/TrackSubtract

Automatic removal of copyrighted music from audio streams.

Primary LanguageJupyter NotebookMIT LicenseMIT

TrackSubtract

Automatic removal of copyrighted music from audio streams.

2018.06.06 MPKT

Goal

Most major video-sharing platforms scan content for copyrighted audio. When infringing audio is detected in the background of a file, it is either deleted or muted. Either option results in fewer files, less revenue, and frustrated users. TrackSubtract provides a one-click product for removing unwanted copyrighted music from any audio file.

Data product

Consumer/individual interface

Users arrive at a webpage with 4 feature:

  • Select file to upload
  • Enter payment information (if new/unregistered user)
  • Select output format
  • Press "GO" to begin

High-volume customer API

High-volume users (e.g. platforms for video sharing, etc) can access a pay-per-audio-second API for removing music from audio tracks en masse

Algorithm

A user submits an audiofile labeled SongAndSignal that contains both the desired audio and a undesirable background song.

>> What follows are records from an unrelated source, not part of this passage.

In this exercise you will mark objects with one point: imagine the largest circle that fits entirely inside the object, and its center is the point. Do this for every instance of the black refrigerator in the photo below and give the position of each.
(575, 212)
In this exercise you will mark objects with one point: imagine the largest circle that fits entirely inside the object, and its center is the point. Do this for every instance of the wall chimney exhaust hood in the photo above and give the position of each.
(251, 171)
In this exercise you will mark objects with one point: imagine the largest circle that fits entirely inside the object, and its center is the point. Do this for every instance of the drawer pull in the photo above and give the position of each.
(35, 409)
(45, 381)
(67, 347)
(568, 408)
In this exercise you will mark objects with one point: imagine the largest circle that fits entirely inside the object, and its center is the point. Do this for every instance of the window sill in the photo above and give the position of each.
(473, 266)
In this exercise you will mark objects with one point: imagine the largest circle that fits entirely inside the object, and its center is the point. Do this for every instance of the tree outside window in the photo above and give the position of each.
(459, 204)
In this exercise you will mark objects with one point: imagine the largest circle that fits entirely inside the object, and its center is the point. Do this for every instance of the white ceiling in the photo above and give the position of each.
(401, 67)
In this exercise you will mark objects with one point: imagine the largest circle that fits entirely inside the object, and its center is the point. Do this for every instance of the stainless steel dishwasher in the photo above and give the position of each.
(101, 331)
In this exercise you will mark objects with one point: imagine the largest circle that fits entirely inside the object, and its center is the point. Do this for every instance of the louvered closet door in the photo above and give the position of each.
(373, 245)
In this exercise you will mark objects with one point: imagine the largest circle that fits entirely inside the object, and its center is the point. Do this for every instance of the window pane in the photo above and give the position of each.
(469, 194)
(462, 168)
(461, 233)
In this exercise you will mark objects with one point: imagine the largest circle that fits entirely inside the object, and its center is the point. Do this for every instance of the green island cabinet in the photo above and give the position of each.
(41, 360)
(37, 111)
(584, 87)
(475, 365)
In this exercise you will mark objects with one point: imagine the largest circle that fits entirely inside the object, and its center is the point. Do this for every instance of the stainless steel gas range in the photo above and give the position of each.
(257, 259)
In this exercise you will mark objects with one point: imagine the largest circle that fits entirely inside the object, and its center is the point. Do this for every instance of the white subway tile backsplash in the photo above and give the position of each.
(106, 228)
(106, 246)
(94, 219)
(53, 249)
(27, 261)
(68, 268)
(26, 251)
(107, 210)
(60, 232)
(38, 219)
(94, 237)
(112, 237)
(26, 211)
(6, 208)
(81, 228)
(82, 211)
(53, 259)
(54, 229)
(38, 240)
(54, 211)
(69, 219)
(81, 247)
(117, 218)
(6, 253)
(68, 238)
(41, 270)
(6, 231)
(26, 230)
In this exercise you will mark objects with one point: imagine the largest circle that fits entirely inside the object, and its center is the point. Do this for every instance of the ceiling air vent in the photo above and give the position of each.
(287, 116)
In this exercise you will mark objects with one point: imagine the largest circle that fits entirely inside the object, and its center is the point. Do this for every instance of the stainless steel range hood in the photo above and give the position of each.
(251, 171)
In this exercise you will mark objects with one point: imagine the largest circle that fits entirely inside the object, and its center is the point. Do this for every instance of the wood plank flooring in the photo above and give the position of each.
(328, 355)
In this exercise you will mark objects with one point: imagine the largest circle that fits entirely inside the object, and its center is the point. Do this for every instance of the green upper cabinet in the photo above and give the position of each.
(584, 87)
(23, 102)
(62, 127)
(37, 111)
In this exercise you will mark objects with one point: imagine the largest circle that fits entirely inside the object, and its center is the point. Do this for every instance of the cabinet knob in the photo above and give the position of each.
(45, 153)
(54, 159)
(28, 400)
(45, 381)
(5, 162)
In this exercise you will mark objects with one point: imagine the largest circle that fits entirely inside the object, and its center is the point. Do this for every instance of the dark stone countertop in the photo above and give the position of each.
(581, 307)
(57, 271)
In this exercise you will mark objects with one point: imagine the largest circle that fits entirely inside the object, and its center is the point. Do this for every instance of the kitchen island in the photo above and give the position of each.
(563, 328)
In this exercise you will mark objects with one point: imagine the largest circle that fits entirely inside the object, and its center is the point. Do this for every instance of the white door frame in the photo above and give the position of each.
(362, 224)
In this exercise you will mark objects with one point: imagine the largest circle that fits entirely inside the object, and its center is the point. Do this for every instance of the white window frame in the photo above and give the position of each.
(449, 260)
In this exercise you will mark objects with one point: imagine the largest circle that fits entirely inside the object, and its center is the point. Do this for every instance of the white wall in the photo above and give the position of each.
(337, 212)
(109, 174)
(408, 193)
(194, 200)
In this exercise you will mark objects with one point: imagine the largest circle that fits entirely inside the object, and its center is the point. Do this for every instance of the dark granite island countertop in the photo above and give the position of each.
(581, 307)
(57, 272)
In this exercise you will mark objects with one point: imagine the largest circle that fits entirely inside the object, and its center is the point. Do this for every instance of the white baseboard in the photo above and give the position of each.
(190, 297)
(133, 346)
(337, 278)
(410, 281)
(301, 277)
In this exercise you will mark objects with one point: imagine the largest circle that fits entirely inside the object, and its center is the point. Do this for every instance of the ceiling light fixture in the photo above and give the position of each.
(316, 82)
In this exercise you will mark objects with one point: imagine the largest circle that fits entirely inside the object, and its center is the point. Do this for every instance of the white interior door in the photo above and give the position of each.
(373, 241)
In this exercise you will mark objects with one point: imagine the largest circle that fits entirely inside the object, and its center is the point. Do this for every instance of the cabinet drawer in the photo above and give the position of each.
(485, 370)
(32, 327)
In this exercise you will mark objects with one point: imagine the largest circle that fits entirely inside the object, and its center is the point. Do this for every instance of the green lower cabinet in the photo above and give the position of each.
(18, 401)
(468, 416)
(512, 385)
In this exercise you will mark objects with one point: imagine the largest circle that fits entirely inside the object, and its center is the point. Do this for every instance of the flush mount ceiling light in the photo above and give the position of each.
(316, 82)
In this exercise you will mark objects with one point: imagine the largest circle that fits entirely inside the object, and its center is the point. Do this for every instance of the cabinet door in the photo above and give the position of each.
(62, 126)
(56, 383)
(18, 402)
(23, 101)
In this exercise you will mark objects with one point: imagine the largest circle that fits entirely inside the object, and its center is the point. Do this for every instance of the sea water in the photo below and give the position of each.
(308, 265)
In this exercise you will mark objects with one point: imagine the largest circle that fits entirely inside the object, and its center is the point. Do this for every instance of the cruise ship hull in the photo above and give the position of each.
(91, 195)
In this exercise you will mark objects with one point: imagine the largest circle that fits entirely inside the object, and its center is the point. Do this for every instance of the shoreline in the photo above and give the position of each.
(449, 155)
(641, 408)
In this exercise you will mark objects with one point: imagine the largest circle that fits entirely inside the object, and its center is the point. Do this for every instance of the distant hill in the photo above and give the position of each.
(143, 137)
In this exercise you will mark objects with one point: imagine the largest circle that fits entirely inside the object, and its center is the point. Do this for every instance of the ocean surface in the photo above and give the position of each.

  • A music identification service (such as the open-source EchoPrint) identifies the song track in the background
  • A file containing labeled SongTrue is obtained, containing a clean version.
  • Signal correlation between the SongAndSignal and SongTrue is calculated as a function of lag time to identify the temporal offset.
  • A normalization factor at each frequency is applied to the undesired waveform, to warp its spectrogram to that of the mixed signal.
  • The aligned and scaled undesired signal is subtracted from the mixture (in the frequency domain)
  • A waveform representation is obtained using Griffin and Lim's algorithm to recover an audio signal given only the magnitude of its Short-Time Fourier Transform (STFT), i.e. its spectrogram. The Griffin and Lim method is described in the paper: Griffin D. and Lim J. (1984). "Signal Estimation from Modified Short-Time Fourier Transform". IEEE Transactions on Acoustics, Speech and Signal Processing. 32 (2): 236–243. doi:10.1109/TASSP.1984.1164317

Data

For unknown reasons, not all media players read these wave files correctly. When in doubt, use VLC

Files can be downloaded from https://drive.google.com/open?id=1yS5iUMgySuetPGSY6Q0zEJGVJNArE2So

The INPUT1_SongAndSignal.wav file contains a recording of me talking, while "Hey" plays in the background.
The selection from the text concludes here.